Personal development: Setting goals


Not too long ago, the self-help world was taken by storm by the book The Secret, by Rhonda Byrne: selling 19 million copies, grossing over $300 million, topping the New York Times bestseller list, and having Oprah as its biggest fan. The premise of the book was that you could achieve everything that you wanted through visualisation and the power of positive thinking. A couple of famous examples from the book recommended visualising free parking spaces when you entered the car park, or if you are single, making extra room in your closet for that special someone. A relative swears by the parking space trick, whereas a friend did meet someone shortly after making space in her closet. Unfortunately, the relationship didn’t last. Maybe she didn’t leave enough room?

What The Secret and many self-help books – as well as business management and leadership gurus – adore doing is getting us to set goals and targets as the key to success.

So life inevitably becomes a myriad of targets and goals. In some cases setting goals and targets work. According to a study conducted late last decade by clinical psychologist Dr. Gail Matthews, at Dominican University, California, she found that people who wrote down their goals and committed to them were on average 33% more likely to achieve them than those who didn’t write them down. A colleague has admitted to me that he’s achieved every single goal he’s ever written down, because he wrote it down. But other clinical studies stated in the Ted Talk ‘Keep Your Goals to Yourself’ by Derek Sivers, showed that telling someone your goals made you less likely to achieve them (even if you wrote them down), because your mind tricks you into thinking you have already succeeded, so you stop trying.

Aside from whether you achieve your goals or not, being goal-oriented can kill you. In one of my favourite books on self-help, Oliver Burkeman’s The Antidote: Happiness for People Who Can’t Stand Positive Thinking, he refers to the 1996 Mount Everest tragedy where eight climbers died in a 24-hour period. The climbers had arrived too late to the summit thus were caught by the darkness, devastatingly cold temperatures and blizzards on their return. But why did they continue to the summit knowing that they would be late? Burkeman suggests a reason: ‘goalodicy’:  they had invested so much in getting to that summit, they had fixated so much on that goal, that not even a suicidal mission was going to force them to turn back.

It’s not only a failed Everest expedition which has called into question the value in setting goals. Burkeman refers to businesses that were so committed to a target, that they failed to see the bigger picture and consequently went bankrupt; or CEOs who achieved their dream of becoming millionaires but at the cost of failed marriages.

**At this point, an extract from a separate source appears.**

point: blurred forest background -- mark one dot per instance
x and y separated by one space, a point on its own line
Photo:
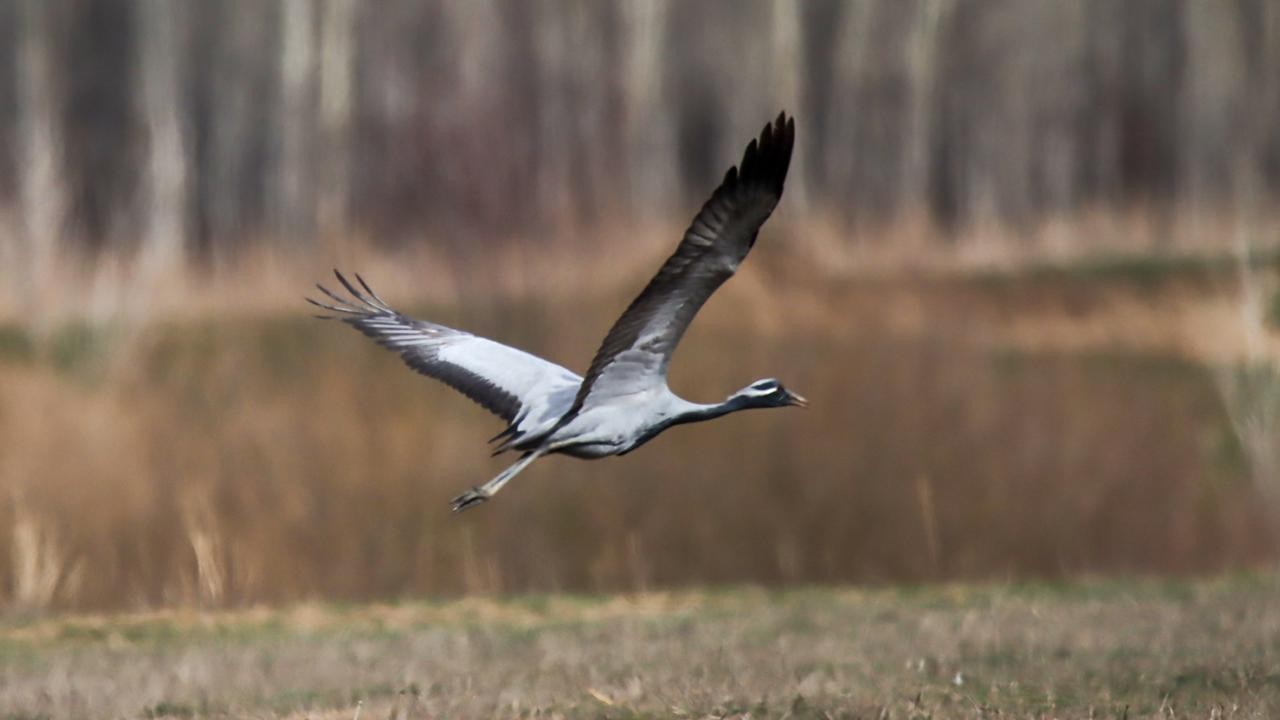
1024 270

Another favourite self-help book of mine is F**k it: the ultimate spiritual way by John C. Parkin. He thinks that sometimes we should just say “f**k it” to plans and goals. Plans and goals can keep us so fixed and inflexible that we may miss out on the bigger stuff, the unexpected, the unpredictable, serendipity. Paradoxically, Parkin notes that by caring less about whether you achieve your goal, you might be more likely to achieve it.

For much of my distaste of The Secret, perhaps I agree with it on one point: it recommends the simple rule of telling the Universe what you want, not worrying about how you will get it, but just having faith that you will.

I had not planned to write a personal development column for Together, but I had an idea: to write on well-being and to share my thoughts and insights to the public. I started a blog; I wrote regularly, but I did not really have an end goal in sight. Several months into the blog, I stumbled across an issue of Together magazine, lying on a window sill near my neighbourhood, with Scarlett Johansson on the cover. I picked it up and flicked through it, instantly knowing that this was the type of magazine I would like to write for. In the Editor’s letter of that issue, Paul Morris ordered us to seize the year: “Carpe diem, quam minimum credula postero, meaning ‘seize the day while trusting little on what tomorrow might bring’.”

I seized the day; I dropped him an email. This March, I celebrated my first anniversary writing a column that I love.